In July 2018 the SAWC and the Greater Kruger Environmental Protection Forum (GKEPF) board entered into a relationship where the College has been tasked with assisting GKPEPF in meeting their community engagement priorities and objectives. This in part includes engaging with fellow Community Liaison Officers (CLO’s) represented within the GKEPF network.
The over arching objective of this engagement is; identifying areas of possible collaboration, sharing practice, learning, sharing and developing better practice amongst participating reserves. This was activated with the placement of Professor Mtungwa, whose role is to build relations with reserves and CLO’s associated under the umbrella of the Greater Kruger Environmental Protection Forum.
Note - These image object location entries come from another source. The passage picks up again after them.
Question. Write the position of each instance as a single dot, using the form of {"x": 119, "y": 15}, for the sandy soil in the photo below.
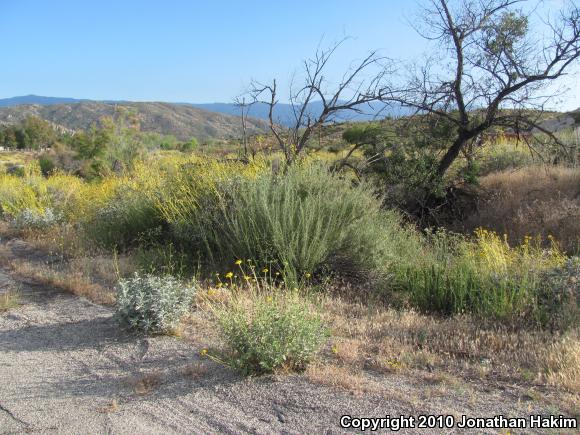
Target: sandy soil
{"x": 66, "y": 367}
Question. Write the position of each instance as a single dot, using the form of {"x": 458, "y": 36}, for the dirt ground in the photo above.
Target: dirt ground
{"x": 67, "y": 368}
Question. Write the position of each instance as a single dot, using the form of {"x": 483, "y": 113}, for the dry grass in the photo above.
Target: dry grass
{"x": 345, "y": 378}
{"x": 146, "y": 383}
{"x": 531, "y": 201}
{"x": 73, "y": 282}
{"x": 196, "y": 370}
{"x": 392, "y": 341}
{"x": 9, "y": 299}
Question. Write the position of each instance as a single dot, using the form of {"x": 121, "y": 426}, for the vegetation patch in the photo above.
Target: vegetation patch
{"x": 269, "y": 331}
{"x": 153, "y": 304}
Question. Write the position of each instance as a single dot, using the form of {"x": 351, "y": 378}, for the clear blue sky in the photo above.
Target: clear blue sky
{"x": 193, "y": 51}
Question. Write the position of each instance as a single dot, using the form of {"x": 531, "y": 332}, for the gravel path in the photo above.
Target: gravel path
{"x": 67, "y": 368}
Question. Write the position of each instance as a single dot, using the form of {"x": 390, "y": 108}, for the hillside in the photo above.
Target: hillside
{"x": 179, "y": 120}
{"x": 283, "y": 113}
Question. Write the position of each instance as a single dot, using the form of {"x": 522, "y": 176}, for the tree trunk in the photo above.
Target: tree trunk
{"x": 451, "y": 154}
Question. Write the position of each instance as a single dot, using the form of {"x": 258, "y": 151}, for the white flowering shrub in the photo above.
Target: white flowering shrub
{"x": 35, "y": 219}
{"x": 153, "y": 304}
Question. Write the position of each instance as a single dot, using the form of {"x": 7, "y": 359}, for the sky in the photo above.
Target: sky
{"x": 192, "y": 51}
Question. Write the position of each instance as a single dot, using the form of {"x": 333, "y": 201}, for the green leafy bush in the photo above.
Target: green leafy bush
{"x": 559, "y": 296}
{"x": 128, "y": 217}
{"x": 35, "y": 219}
{"x": 270, "y": 331}
{"x": 153, "y": 304}
{"x": 303, "y": 221}
{"x": 483, "y": 275}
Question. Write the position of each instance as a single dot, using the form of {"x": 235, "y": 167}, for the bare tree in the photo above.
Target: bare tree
{"x": 358, "y": 87}
{"x": 493, "y": 69}
{"x": 244, "y": 107}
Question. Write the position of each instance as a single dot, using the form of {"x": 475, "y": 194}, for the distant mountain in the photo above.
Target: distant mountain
{"x": 283, "y": 113}
{"x": 36, "y": 99}
{"x": 182, "y": 121}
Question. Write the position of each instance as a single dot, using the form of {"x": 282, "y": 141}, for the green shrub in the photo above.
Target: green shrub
{"x": 46, "y": 165}
{"x": 153, "y": 304}
{"x": 483, "y": 275}
{"x": 559, "y": 296}
{"x": 128, "y": 217}
{"x": 304, "y": 221}
{"x": 35, "y": 219}
{"x": 270, "y": 331}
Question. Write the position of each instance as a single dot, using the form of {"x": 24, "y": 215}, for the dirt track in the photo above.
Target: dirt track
{"x": 66, "y": 367}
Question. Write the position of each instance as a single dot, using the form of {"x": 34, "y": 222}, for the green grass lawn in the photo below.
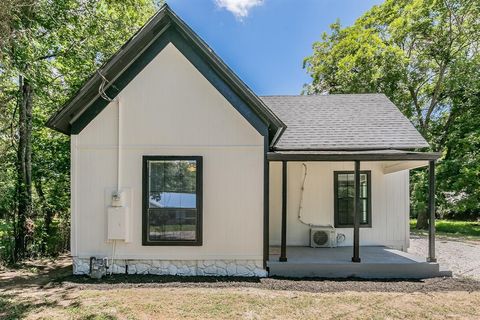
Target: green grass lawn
{"x": 468, "y": 229}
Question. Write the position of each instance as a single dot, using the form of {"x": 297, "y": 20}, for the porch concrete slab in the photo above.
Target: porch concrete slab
{"x": 377, "y": 262}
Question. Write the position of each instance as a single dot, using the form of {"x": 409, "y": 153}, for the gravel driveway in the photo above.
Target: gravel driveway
{"x": 462, "y": 257}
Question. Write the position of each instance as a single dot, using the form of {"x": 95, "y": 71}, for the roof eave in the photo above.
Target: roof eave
{"x": 62, "y": 120}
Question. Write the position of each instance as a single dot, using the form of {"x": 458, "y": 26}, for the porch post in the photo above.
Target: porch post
{"x": 356, "y": 214}
{"x": 431, "y": 209}
{"x": 283, "y": 249}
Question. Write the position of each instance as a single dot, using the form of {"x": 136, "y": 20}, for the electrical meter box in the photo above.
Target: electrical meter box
{"x": 118, "y": 223}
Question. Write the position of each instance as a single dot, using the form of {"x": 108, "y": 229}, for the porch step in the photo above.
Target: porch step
{"x": 357, "y": 270}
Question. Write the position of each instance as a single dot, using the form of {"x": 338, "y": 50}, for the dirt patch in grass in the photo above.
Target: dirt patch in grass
{"x": 51, "y": 293}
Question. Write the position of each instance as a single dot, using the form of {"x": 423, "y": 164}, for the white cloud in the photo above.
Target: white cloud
{"x": 239, "y": 8}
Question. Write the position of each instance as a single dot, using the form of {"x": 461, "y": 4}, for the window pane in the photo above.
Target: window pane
{"x": 172, "y": 184}
{"x": 345, "y": 198}
{"x": 172, "y": 224}
{"x": 363, "y": 186}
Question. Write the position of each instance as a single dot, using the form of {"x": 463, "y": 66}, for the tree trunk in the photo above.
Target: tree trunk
{"x": 47, "y": 215}
{"x": 24, "y": 167}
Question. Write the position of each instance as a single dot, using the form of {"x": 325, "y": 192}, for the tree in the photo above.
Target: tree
{"x": 411, "y": 50}
{"x": 49, "y": 47}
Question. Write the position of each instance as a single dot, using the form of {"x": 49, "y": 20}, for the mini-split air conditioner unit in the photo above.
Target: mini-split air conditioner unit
{"x": 323, "y": 237}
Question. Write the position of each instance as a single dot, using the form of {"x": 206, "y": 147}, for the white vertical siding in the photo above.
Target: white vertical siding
{"x": 390, "y": 203}
{"x": 171, "y": 109}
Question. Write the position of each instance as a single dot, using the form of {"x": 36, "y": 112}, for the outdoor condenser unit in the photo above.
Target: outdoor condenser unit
{"x": 323, "y": 237}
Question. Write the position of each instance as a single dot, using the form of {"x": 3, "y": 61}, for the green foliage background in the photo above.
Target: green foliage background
{"x": 424, "y": 55}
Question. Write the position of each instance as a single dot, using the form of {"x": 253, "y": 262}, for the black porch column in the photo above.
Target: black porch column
{"x": 431, "y": 209}
{"x": 283, "y": 249}
{"x": 356, "y": 214}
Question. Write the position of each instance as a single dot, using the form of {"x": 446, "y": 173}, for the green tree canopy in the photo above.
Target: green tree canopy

The first phase of engagement included visiting each of the reserves, conducting a situational analysis, informing GKEPF and the Unit of what is happening in the landscape. This was a thoroughly rewarding journey allowing us to see all the good work that is already taking place as well as participating in the warm welcomes/ willingness of the managers to engage with our team!
Over the past two months we were able to extend our engagement to the northern regions, under Ba-Phalaborwa Municipality. We were also able to make direct contact with two Tribal Authorities from the North, assessing the potential for further collaboration in enhancing the livelihoods and benefit sharing with communities.
In line with this, the team visited Maseke Community, which comprises five villages and five headmen’s under Kgoshi Masheke’s Jurisdiction. From this early engagement Kgoshi expressed appreciation for our visit to her office. Further highlighting that she was looking forward to working with us (the GKEPF collective that we represent) and emphasised that “my people are unfortunately not currently that into conservation as there is little interest from our youth in conservation. More can definitely be done in my villages, so let us work together and if training opportunities arise, please share them with us so we can be part of this.”
The second visit saw us visiting Kgoshi Mashishimane, who is also a Kgoshigadi. She stepped in after her late father passed on and is currently holding office for the young Chief who is still a scholar. Kgoshigadi also expressed similar positive sentiments in their interest to be further involved in the conservation processes related to her people.